Introduction to Data Consistency
When Guaranteed Data Consistency is Important
Data consistency and state are important for many applications. Cloud data storage systems usually focus on low cost distributed scale-out storage with high availability (e.g., Amazon S3 or Google File System). These systems are usually “eventually consistent”. While this is adequate for many cloud applications, there are many others where guaranteed data consistency is required.
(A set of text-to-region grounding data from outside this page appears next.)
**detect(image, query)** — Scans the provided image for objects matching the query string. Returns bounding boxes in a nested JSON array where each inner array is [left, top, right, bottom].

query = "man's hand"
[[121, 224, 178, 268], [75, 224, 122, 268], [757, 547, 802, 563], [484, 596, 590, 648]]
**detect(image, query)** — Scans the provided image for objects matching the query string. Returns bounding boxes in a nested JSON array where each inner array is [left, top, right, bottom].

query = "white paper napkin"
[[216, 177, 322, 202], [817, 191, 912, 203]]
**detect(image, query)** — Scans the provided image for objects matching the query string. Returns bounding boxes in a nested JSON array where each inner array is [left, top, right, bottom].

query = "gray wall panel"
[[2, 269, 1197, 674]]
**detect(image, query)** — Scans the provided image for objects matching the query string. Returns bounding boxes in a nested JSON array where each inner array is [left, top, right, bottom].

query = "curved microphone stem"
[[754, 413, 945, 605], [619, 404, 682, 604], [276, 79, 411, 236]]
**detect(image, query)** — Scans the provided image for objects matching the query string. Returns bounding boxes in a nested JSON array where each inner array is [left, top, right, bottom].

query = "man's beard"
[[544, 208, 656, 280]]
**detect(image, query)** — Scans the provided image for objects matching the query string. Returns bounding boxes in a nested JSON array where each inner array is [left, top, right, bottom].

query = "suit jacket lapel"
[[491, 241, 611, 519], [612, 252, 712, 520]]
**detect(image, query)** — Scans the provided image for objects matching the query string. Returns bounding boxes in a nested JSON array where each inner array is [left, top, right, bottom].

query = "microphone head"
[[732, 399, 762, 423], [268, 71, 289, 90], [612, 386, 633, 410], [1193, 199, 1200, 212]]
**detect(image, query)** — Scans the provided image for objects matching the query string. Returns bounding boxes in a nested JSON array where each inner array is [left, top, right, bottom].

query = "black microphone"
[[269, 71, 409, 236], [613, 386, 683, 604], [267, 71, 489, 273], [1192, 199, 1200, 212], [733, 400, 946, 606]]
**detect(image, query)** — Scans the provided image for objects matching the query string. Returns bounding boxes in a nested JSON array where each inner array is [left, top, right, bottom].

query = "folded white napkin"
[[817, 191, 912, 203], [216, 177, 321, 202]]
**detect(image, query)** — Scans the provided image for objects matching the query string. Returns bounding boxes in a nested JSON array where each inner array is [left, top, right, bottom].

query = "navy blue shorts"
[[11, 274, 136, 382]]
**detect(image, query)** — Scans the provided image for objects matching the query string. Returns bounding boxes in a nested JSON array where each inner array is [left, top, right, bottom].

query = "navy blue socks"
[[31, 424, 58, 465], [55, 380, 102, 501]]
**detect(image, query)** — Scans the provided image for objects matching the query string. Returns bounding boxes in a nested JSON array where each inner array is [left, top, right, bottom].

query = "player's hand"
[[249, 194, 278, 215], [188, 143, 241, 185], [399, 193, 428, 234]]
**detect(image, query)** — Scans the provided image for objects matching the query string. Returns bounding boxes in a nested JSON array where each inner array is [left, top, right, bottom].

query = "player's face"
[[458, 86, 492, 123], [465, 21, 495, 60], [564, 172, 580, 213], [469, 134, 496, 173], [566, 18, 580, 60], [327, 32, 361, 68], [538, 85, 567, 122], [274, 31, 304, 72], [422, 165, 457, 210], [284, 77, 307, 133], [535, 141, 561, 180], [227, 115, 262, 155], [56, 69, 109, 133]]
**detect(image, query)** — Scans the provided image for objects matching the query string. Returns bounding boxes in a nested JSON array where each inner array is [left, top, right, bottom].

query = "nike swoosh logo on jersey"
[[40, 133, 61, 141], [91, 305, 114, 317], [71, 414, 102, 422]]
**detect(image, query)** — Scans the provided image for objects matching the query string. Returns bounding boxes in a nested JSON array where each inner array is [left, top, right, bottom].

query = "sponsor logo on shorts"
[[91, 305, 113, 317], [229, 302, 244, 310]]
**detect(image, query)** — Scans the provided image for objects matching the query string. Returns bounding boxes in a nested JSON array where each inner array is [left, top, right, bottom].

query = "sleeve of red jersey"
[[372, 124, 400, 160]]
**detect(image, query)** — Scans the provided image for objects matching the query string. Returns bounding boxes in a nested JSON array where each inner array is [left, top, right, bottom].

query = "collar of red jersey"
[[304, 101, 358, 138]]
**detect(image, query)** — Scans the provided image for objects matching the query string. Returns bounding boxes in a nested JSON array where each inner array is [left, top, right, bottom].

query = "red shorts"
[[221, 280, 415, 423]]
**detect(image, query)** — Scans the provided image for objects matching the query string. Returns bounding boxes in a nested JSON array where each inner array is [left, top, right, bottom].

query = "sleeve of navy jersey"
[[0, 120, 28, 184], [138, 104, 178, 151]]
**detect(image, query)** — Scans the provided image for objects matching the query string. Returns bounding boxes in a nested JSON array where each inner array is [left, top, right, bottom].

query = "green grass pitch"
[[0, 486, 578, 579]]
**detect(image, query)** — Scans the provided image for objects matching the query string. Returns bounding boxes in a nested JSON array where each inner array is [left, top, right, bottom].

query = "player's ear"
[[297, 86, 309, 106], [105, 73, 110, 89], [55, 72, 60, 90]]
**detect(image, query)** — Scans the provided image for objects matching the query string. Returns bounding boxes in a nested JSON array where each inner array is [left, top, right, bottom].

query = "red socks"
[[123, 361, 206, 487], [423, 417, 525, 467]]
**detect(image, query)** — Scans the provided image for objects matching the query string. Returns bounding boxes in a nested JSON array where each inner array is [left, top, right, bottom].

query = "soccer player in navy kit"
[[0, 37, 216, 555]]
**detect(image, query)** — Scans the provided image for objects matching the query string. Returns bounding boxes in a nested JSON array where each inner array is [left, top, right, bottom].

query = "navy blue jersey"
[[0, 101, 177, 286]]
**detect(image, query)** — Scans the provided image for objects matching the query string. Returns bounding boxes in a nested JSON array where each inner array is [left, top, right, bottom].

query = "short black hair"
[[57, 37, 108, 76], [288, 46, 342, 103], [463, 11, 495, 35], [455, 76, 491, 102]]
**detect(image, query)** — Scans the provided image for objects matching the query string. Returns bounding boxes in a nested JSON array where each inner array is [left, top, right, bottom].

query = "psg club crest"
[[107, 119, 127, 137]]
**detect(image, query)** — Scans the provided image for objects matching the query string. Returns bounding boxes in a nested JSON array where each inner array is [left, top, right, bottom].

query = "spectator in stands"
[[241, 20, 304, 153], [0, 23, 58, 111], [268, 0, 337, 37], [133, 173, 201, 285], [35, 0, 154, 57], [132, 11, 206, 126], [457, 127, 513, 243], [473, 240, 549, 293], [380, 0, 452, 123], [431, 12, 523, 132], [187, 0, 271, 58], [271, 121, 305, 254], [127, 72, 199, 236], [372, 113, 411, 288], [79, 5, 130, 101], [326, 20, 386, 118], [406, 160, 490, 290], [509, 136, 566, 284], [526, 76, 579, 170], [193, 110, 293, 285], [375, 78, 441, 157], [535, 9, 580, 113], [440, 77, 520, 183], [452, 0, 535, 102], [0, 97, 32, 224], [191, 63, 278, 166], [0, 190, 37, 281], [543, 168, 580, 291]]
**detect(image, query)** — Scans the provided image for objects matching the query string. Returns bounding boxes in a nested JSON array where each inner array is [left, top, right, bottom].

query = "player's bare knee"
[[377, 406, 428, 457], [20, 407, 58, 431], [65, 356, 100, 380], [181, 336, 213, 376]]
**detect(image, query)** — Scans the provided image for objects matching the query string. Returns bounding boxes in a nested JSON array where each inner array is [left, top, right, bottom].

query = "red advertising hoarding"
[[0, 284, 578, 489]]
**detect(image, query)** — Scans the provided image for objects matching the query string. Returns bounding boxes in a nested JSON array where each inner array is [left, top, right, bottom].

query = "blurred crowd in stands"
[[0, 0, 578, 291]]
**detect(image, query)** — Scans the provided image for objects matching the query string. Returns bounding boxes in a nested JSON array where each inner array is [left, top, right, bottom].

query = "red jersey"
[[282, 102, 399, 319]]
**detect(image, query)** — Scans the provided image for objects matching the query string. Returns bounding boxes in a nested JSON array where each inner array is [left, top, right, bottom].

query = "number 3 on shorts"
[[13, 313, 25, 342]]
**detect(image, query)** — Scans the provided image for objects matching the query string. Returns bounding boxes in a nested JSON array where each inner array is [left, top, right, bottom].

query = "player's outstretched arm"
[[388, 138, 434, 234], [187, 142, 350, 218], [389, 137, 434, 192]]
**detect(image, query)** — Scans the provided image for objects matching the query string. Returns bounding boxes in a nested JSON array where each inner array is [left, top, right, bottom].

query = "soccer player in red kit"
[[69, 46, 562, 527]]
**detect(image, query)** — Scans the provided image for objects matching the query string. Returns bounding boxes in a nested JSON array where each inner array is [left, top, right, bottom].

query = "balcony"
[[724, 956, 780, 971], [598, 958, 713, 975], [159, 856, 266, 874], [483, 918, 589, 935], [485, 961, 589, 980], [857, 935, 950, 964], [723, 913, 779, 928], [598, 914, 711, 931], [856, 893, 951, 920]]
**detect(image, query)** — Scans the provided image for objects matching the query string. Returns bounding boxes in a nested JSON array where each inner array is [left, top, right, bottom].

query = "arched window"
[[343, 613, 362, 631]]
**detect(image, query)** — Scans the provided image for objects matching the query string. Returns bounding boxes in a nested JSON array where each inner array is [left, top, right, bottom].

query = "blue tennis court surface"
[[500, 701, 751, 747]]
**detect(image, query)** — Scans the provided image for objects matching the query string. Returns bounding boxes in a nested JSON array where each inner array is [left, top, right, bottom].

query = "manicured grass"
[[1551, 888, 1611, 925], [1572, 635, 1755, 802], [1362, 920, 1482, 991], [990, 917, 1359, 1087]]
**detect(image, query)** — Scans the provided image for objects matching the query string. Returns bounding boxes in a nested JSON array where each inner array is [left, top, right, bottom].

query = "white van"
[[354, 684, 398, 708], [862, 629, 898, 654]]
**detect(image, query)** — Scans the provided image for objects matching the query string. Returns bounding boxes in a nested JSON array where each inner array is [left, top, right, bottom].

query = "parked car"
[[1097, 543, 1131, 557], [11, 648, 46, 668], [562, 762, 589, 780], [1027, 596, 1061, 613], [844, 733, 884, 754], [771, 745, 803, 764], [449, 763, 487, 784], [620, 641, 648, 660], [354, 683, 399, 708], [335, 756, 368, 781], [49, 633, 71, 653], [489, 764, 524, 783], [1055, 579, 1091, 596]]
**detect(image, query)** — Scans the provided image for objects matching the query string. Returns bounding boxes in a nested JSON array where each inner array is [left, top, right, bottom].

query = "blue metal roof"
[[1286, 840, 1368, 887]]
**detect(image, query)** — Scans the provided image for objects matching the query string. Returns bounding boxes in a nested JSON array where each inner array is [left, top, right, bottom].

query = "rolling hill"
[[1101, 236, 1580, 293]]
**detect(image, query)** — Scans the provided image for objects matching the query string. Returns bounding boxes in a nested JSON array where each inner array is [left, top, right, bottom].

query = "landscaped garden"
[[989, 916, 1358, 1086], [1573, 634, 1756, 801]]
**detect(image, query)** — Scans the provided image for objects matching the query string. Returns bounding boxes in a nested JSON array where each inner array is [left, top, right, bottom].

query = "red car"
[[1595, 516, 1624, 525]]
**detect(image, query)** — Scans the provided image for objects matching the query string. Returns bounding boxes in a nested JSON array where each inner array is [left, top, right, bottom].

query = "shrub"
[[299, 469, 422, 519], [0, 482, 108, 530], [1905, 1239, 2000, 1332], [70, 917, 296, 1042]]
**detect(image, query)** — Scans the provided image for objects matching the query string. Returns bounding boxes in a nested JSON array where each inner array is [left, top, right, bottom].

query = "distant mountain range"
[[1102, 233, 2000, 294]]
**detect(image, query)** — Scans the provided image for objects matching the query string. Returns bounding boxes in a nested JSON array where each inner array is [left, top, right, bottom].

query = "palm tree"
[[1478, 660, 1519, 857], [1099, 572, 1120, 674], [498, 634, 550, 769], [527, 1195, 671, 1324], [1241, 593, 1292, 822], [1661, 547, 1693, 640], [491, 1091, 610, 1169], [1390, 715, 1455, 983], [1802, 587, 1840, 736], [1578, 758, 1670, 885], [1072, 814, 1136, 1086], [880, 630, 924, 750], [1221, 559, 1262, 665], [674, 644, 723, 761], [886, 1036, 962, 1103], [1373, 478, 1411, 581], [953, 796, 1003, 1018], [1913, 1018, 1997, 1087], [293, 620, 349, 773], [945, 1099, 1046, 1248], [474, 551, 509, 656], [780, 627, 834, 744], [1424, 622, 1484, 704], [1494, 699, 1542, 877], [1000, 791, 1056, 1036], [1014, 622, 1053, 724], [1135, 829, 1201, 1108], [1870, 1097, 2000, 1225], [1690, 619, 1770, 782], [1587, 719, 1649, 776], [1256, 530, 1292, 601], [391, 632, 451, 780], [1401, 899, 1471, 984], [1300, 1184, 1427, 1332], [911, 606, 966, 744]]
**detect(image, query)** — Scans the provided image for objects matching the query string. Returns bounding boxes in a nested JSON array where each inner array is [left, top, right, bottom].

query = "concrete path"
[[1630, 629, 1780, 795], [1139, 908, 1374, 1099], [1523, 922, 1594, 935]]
As Data Consistency is explicitly not guaranteed in most low-cost object-based cloud storage solutions, the Data Consistency model is often complex. The Amazon S3 Data Consistency model is shown in the Footnotes at the end of this research. If guaranteed data consistency is required, a programmer will need to take responsibility for providing it, and proving it is guaranteed. This is not trivial coding, and is nuanced work to write and test, as the footnotes illustrate. The challenge is greater still when coding guaranteed data consistency across different private and public cloud instances. And this code will need maintenance, even after the programmer has left.
Enabling Guaranteed Data Consistency
A much cheaper, quicker and lower risk solution is to allow the application access to a hybrid cloud data store with data consistency. This allows flexibility of data placement, and can minimize the problems of data gravity. For example, it can support workflows where the data is constantly changed for a time (e.g., working on video rendering), and allows this data to be close to the users or applications. When the work is over, the data continues to remain in a lower cost public cloud solution, without additional data transfer.
The Avere solution acquired by Microsoft, if integrated into Microsoft Azure, can provide a solution to the problem of data consistency for filers. The solution can also work with Amazon S3 and Google GFS to provide true hybrid inter-cloud solutions.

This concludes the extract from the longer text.